I had been mulling over the reiteration, last week, of our dear leader’s approach to political parties. It occurs to me that while Perry’s prescription – don’t vote and have nothing to do with political parties – is tempting, it is ultimately flawed. It is possible to affect a weary disdain for politics if you are fortunate to live in a country where some liberties remain. It is, however, dangerous to assume that this situation is static.
In any election – and for the purposes of argument I refer to a two party system such as the US or the UK – one is inevitably offered what appears to be Hobson’s choice: Two sets of control freaks who share the same basic statist assumptions. That this is barely palatable to the libertarian doesn’t alter the fact that there are bound to be differing outcomes depending on whom is elected and that one of those outcomes would be worse than the other. Thus while it is true to say that one’s individual vote will not make any difference to the outcome, the libertarian should have an interest in that outcome.
There remains the question, if one chooses to engage in mainstream politics, of how to improve the choice offered to the voter. There is no prospect, under the UK’s first past the post system, of a government being formed by any party other than Labour or the Tories. It may seem, at first, like a daunting task to convert either party towards any kind of libertarianism. How does one persuade an entire party of committed statists away from statism? Surely by the time everybody was on board, the “libertarianism” would be watered down so much so as to be unrecognisable? One possible answer to this conundrum was suggested to me while reading the Observer Food Monthly.
Heston Blumenthal, chef-proprietor of the 3-Michelin-starred Fat Duck restaurant, takes a uniquely scientific approach to cooking. One of the concepts which informs his thinking is Flavour Encapsulation. This describes the strength of flavour imparted when elements of contrasting flavour remain whole and unblended. Blumenthal explains it thus:
Make a cup of coffee with one ground coffee bean – it will taste horribly insipid. Now take the cup and fill it with hot water; just before you drink it, pop a coffee bean into your mouth, crunch it and then drink the water. This time, the coffee flavour will be far stronger and last in the mouth a lot longer. The experiment shows that a coffee bean delivers a far greater flavour eaten whole than when ground up in a cup of hot water. Effectively, the flavour is encapsulated in the whole bean but dispersed in the water.

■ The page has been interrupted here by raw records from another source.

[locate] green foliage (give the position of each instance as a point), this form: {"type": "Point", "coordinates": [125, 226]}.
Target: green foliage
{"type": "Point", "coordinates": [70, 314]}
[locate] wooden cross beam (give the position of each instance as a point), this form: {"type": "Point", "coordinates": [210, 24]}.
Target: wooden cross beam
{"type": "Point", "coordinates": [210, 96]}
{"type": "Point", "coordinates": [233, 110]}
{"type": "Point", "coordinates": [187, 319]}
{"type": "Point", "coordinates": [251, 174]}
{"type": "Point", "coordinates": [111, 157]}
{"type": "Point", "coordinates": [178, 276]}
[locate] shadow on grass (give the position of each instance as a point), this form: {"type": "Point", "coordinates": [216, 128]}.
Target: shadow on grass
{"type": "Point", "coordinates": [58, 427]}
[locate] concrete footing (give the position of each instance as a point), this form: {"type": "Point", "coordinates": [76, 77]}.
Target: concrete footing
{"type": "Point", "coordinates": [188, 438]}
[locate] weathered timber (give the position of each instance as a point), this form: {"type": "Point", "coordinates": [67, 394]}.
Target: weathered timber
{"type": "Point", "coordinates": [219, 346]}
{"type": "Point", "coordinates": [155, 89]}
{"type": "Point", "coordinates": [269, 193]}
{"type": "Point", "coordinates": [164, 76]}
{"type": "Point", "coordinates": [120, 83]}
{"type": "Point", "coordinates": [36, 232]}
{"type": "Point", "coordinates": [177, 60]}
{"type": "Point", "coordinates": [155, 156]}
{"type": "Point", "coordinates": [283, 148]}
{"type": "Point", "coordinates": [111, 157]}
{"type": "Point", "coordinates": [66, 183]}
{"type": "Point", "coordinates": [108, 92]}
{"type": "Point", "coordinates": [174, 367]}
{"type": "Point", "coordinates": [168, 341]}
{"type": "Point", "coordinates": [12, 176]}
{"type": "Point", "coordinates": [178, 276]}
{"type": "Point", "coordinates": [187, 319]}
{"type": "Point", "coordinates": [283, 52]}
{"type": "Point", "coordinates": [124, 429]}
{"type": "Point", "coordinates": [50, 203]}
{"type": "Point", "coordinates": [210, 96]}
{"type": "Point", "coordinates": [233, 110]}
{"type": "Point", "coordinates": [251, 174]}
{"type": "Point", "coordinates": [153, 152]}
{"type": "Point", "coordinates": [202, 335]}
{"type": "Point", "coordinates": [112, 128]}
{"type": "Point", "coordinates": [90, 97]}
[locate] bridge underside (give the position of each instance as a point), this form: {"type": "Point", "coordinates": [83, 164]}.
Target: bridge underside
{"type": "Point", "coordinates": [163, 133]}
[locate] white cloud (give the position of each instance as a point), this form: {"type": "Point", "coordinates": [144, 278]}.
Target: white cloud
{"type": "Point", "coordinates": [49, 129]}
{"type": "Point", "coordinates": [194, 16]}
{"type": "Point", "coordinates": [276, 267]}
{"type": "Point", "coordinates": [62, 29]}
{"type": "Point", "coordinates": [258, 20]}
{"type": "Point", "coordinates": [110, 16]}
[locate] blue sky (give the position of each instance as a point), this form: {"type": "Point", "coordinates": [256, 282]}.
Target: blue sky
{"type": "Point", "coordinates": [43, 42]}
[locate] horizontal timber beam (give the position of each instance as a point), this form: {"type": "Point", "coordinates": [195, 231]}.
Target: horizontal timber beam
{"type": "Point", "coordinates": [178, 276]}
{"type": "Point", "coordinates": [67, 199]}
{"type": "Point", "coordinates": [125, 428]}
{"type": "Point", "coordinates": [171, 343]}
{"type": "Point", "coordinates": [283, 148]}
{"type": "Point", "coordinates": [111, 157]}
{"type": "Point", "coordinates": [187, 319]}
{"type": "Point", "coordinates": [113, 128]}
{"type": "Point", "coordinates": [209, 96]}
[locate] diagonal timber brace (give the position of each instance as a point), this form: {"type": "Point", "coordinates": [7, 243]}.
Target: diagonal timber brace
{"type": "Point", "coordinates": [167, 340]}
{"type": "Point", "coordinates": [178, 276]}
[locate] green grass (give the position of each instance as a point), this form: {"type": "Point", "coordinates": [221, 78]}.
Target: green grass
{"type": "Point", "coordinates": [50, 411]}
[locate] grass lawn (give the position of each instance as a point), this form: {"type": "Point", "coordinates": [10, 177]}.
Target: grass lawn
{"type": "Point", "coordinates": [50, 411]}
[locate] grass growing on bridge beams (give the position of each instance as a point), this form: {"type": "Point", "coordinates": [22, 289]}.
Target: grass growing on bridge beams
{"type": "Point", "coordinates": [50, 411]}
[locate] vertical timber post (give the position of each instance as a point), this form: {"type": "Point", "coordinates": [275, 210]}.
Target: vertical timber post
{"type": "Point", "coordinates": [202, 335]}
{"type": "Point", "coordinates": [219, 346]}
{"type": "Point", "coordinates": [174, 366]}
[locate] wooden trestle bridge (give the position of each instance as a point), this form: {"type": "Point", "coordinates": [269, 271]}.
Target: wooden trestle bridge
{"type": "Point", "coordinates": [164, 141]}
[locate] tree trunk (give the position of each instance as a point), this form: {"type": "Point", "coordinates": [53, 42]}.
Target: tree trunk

This is the culinary principle behind such things as marmalade, fruit cakes, spaghetti carbonara, even something as naff as sun-dried tomato ciabatta and explains why significantly more flavour is required for ‘smooth’ food such as a souffle or pureed soup than ‘chunky’ food. If your objective is to create a nutty chocolate bar there is an efficient method and an inefficient method. The reason why smooth textured praline is more expensive than a chunky ‘choc and nut’ bar is because far fewer nuts are required for the latter to achieve an equivalent flavour. To convert a party such as the Tories towards libertarianism it is not necessary to puree and blend with the mass, all you need is a few whole nuts.